Assim que proferiu estas palavras, logo que ouviu a sua própria voz deitar cá para fora aquilo que era ainda e tão-somente um segredo, escuro e pesado na sua mente, desatou a chorar. Um choro compulsivo que não lhe competia a ela controlar. Era-lhe externo. Alheio. Tinha vida própria e foi preciso um esforço enorme para se concentrar e ouvir, por cima do choro, aquilo que lhe perguntavam do outro lado da linha, que já não era linha, era onda e era fibra e era satélite.
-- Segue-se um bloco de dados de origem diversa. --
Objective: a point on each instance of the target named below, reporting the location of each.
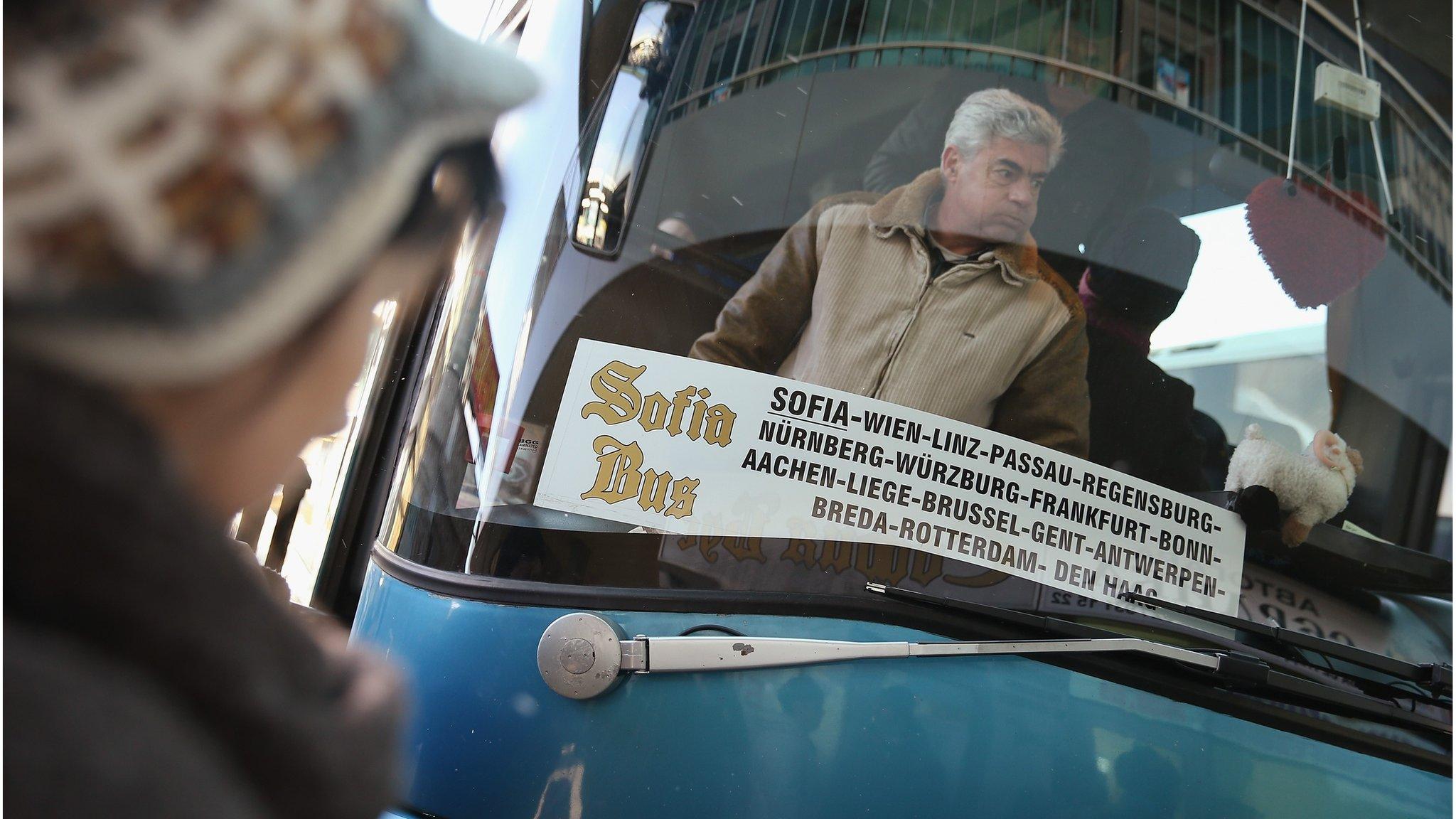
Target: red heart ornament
(1317, 242)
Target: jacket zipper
(894, 353)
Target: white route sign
(698, 448)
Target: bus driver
(931, 296)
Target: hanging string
(1375, 133)
(1299, 68)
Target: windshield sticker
(696, 448)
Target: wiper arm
(1433, 677)
(1231, 669)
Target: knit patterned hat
(188, 183)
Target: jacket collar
(904, 209)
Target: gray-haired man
(931, 296)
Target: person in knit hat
(1142, 419)
(203, 203)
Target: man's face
(993, 196)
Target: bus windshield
(1135, 233)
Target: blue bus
(582, 665)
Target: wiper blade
(1231, 669)
(1433, 677)
(1047, 624)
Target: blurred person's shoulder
(87, 735)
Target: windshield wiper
(1231, 669)
(1436, 678)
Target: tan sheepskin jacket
(846, 301)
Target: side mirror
(615, 149)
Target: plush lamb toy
(1311, 487)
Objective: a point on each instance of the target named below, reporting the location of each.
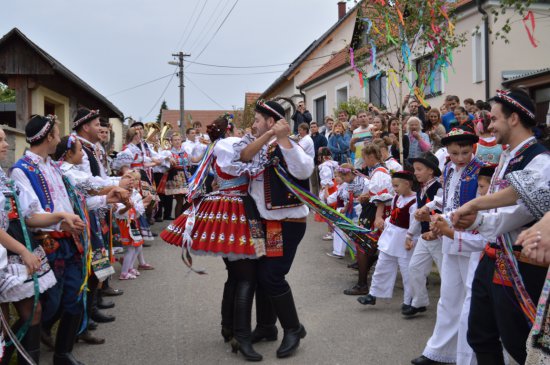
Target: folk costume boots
(244, 296)
(265, 319)
(66, 336)
(293, 329)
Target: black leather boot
(244, 296)
(31, 343)
(228, 300)
(491, 358)
(64, 343)
(293, 330)
(265, 319)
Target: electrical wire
(139, 85)
(161, 95)
(204, 93)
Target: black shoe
(367, 299)
(423, 360)
(294, 331)
(92, 325)
(262, 333)
(244, 296)
(101, 317)
(411, 311)
(90, 339)
(111, 292)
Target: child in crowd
(428, 246)
(327, 177)
(346, 199)
(393, 251)
(459, 187)
(487, 148)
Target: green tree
(163, 106)
(7, 95)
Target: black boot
(64, 343)
(31, 343)
(491, 358)
(293, 330)
(228, 300)
(244, 296)
(265, 319)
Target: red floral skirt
(223, 227)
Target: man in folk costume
(502, 307)
(87, 126)
(36, 174)
(285, 218)
(459, 187)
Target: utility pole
(180, 56)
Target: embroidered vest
(428, 197)
(277, 196)
(38, 182)
(468, 182)
(400, 217)
(94, 163)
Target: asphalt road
(170, 316)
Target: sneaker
(126, 276)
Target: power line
(194, 24)
(217, 30)
(210, 25)
(205, 94)
(234, 74)
(189, 22)
(161, 95)
(139, 85)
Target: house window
(320, 108)
(425, 70)
(341, 96)
(377, 90)
(478, 56)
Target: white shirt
(54, 180)
(307, 144)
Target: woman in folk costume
(35, 174)
(488, 150)
(177, 176)
(378, 192)
(394, 253)
(226, 224)
(140, 162)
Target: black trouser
(165, 200)
(495, 313)
(272, 270)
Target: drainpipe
(486, 46)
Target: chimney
(341, 9)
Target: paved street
(168, 316)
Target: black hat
(83, 116)
(38, 127)
(519, 101)
(428, 159)
(271, 108)
(487, 170)
(405, 175)
(460, 134)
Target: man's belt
(492, 249)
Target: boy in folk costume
(391, 244)
(459, 187)
(427, 248)
(500, 313)
(286, 220)
(35, 174)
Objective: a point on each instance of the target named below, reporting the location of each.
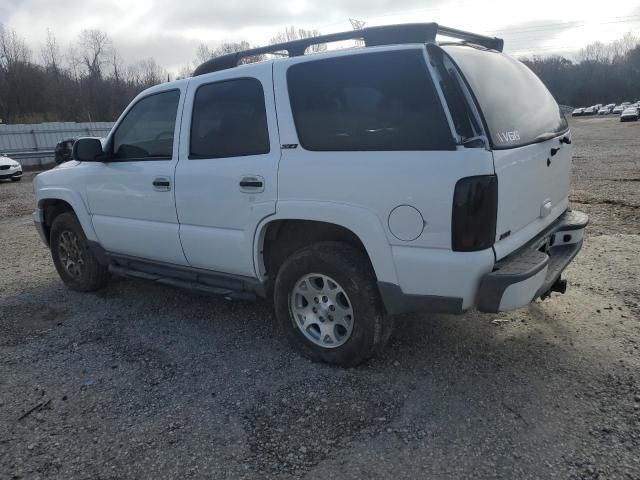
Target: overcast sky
(170, 30)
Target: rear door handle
(162, 184)
(252, 184)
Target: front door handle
(252, 184)
(162, 184)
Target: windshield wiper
(546, 136)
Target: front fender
(362, 222)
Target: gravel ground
(143, 381)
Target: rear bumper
(530, 272)
(12, 173)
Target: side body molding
(74, 199)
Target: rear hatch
(529, 138)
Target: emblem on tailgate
(508, 137)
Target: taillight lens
(475, 208)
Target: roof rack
(372, 36)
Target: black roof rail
(372, 36)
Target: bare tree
(204, 53)
(94, 48)
(292, 33)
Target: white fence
(33, 144)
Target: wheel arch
(53, 202)
(323, 221)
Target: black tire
(90, 275)
(352, 271)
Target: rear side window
(229, 120)
(516, 105)
(374, 101)
(146, 132)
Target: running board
(184, 284)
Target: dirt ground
(143, 381)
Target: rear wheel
(328, 305)
(77, 266)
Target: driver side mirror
(88, 149)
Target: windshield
(517, 107)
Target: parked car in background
(63, 150)
(10, 168)
(629, 114)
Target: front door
(131, 196)
(226, 177)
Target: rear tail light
(475, 208)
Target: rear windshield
(516, 105)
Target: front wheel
(328, 305)
(77, 266)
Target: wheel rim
(70, 253)
(321, 309)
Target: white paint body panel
(217, 220)
(521, 293)
(205, 221)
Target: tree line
(602, 73)
(89, 81)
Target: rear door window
(229, 120)
(368, 102)
(517, 107)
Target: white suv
(347, 186)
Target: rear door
(226, 177)
(528, 135)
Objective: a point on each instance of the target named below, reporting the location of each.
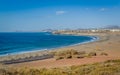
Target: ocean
(15, 43)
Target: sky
(36, 15)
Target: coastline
(33, 52)
(108, 43)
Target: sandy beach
(108, 43)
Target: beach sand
(108, 43)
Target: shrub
(92, 54)
(103, 53)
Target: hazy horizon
(36, 15)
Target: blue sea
(15, 43)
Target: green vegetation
(103, 53)
(110, 67)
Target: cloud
(103, 9)
(60, 12)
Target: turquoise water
(12, 43)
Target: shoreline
(108, 43)
(94, 39)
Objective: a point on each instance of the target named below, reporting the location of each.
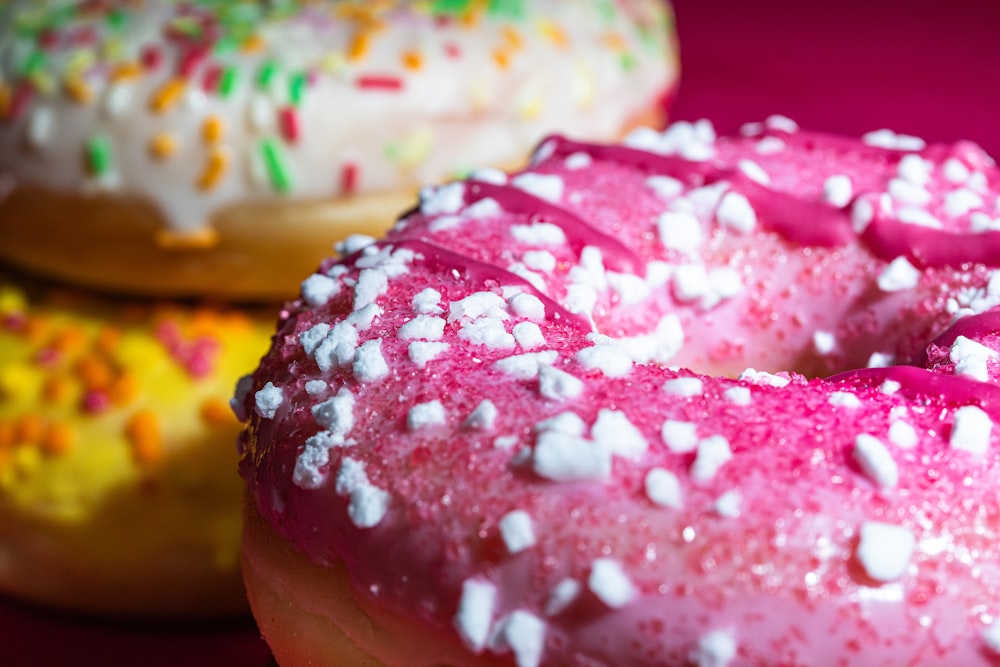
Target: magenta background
(925, 68)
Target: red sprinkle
(290, 127)
(379, 82)
(348, 178)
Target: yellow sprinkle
(252, 44)
(359, 45)
(29, 429)
(126, 71)
(215, 169)
(58, 439)
(513, 38)
(211, 130)
(412, 60)
(216, 412)
(144, 435)
(502, 58)
(167, 95)
(162, 146)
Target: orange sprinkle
(359, 45)
(126, 71)
(167, 95)
(502, 58)
(252, 44)
(123, 390)
(513, 38)
(215, 169)
(78, 90)
(211, 130)
(162, 146)
(28, 429)
(144, 434)
(216, 412)
(58, 439)
(94, 372)
(412, 60)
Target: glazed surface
(193, 106)
(572, 416)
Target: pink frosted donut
(525, 428)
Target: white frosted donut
(168, 146)
(513, 432)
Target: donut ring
(164, 147)
(117, 492)
(481, 441)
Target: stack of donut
(574, 415)
(213, 151)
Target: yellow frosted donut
(162, 147)
(118, 490)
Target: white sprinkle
(545, 186)
(680, 437)
(427, 302)
(844, 399)
(875, 461)
(664, 187)
(684, 386)
(421, 352)
(610, 359)
(369, 364)
(371, 284)
(715, 649)
(425, 327)
(971, 359)
(713, 452)
(736, 213)
(681, 231)
(971, 430)
(898, 275)
(729, 504)
(558, 385)
(516, 531)
(663, 488)
(610, 584)
(885, 550)
(838, 190)
(268, 399)
(615, 431)
(475, 613)
(424, 415)
(483, 417)
(562, 596)
(448, 198)
(902, 434)
(315, 387)
(738, 395)
(336, 414)
(525, 366)
(525, 634)
(528, 306)
(528, 335)
(566, 458)
(578, 160)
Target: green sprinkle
(99, 155)
(277, 170)
(227, 82)
(297, 88)
(265, 75)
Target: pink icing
(802, 521)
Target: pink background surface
(925, 68)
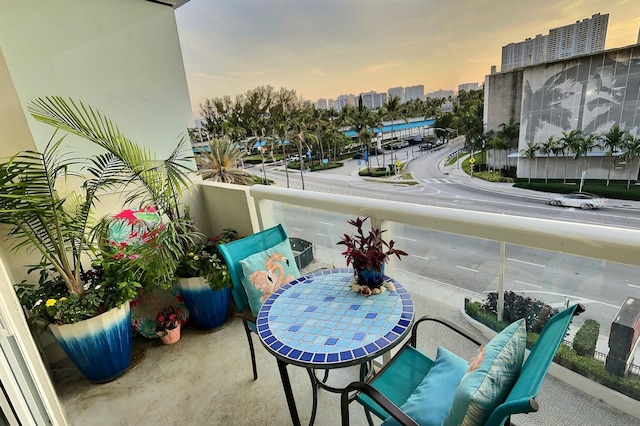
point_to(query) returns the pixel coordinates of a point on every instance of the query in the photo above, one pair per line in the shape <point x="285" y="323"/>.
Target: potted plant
<point x="168" y="324"/>
<point x="368" y="253"/>
<point x="41" y="216"/>
<point x="204" y="281"/>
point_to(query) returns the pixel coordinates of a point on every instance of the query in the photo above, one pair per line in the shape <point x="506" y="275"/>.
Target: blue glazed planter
<point x="369" y="277"/>
<point x="101" y="346"/>
<point x="207" y="308"/>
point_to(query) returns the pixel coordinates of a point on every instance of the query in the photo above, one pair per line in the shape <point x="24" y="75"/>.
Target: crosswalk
<point x="438" y="180"/>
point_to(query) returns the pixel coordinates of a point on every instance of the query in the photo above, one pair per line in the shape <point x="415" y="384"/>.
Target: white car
<point x="584" y="200"/>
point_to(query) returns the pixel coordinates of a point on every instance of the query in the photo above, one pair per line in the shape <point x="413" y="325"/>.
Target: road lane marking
<point x="419" y="257"/>
<point x="526" y="263"/>
<point x="404" y="238"/>
<point x="532" y="285"/>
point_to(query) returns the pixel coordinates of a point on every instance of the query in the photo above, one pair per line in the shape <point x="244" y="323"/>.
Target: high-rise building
<point x="583" y="37"/>
<point x="467" y="87"/>
<point x="397" y="92"/>
<point x="414" y="92"/>
<point x="373" y="99"/>
<point x="344" y="100"/>
<point x="440" y="94"/>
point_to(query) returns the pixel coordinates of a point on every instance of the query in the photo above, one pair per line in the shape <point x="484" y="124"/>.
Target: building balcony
<point x="454" y="255"/>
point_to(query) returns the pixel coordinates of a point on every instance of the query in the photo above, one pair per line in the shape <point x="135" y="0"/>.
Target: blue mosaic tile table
<point x="317" y="321"/>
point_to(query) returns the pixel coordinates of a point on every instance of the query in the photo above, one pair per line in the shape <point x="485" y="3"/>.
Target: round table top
<point x="318" y="321"/>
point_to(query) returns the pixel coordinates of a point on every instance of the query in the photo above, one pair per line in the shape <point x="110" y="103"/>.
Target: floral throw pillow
<point x="265" y="272"/>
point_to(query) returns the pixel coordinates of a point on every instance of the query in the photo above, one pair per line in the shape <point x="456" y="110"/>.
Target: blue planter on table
<point x="208" y="308"/>
<point x="101" y="346"/>
<point x="370" y="277"/>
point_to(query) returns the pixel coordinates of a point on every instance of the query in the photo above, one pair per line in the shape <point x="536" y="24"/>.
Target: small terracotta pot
<point x="172" y="336"/>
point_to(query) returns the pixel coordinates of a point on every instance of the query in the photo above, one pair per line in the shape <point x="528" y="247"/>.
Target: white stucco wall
<point x="122" y="57"/>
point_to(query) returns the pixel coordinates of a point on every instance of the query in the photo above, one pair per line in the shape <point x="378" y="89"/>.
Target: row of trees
<point x="576" y="144"/>
<point x="270" y="116"/>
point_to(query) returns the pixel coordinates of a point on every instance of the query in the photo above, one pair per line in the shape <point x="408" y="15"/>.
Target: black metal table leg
<point x="286" y="384"/>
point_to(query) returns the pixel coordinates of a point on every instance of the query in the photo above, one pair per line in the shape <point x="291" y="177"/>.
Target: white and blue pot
<point x="207" y="308"/>
<point x="100" y="346"/>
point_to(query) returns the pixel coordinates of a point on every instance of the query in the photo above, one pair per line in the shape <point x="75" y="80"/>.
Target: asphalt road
<point x="465" y="262"/>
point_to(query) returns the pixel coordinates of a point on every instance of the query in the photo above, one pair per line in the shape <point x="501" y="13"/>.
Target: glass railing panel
<point x="321" y="228"/>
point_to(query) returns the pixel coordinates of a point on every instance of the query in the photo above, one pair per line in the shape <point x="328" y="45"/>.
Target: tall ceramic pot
<point x="100" y="346"/>
<point x="207" y="308"/>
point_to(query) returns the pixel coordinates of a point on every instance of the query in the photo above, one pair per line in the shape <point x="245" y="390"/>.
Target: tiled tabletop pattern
<point x="317" y="320"/>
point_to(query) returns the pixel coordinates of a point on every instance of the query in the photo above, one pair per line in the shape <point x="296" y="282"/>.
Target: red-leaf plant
<point x="368" y="251"/>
– A minha filha está desaparecida desde as 19h. Nem o menor sinal de vida online. Marisa Cristina nunca esteve offline em toda a vida e não atende o telefone.
Sem ouvir ou compreender plenamente o que lhe diziam, a mãe insistia:
– Conheço a minha filha. Ela jamais ficaria offline. Por favor, encontrem a minha filha. Já passou uma eternidade desde o último post. Ela não comunica desde as 19 horas não percebe?
– Há, portanto, 24 horas, certo? Ela não comunica desde as 19 horas de ontem, é isso que me está a dizer?
– De ontem? Mas que mãe julga que eu sou? Eu esperaria lá um dia inteiro, 24 horas seguidas, sem saber da minha filha adolescente? Ela está desaparecida desde as 19h de hoje, agente Sílvia. De hoje. Há precisamente 15 minutos quase 16, neste momento.
Com prudência, mas de forma assertiva, para não ferir suscetibilidades, mas para marcar posição, a Judiciária insistia, por seu turno e com notória redução de stress na voz, que apenas 30 minutos de mudez cibernética permitiriam dar início às buscas. A mãe desesperava, com a falta de argumentos legais válidos que abreviassem o início das buscas. A sua filha estava desaparecida. Desaparecida das redes sociais, do telemóvel, do GPS… Desaparecida da vida. Há já 15 minutos.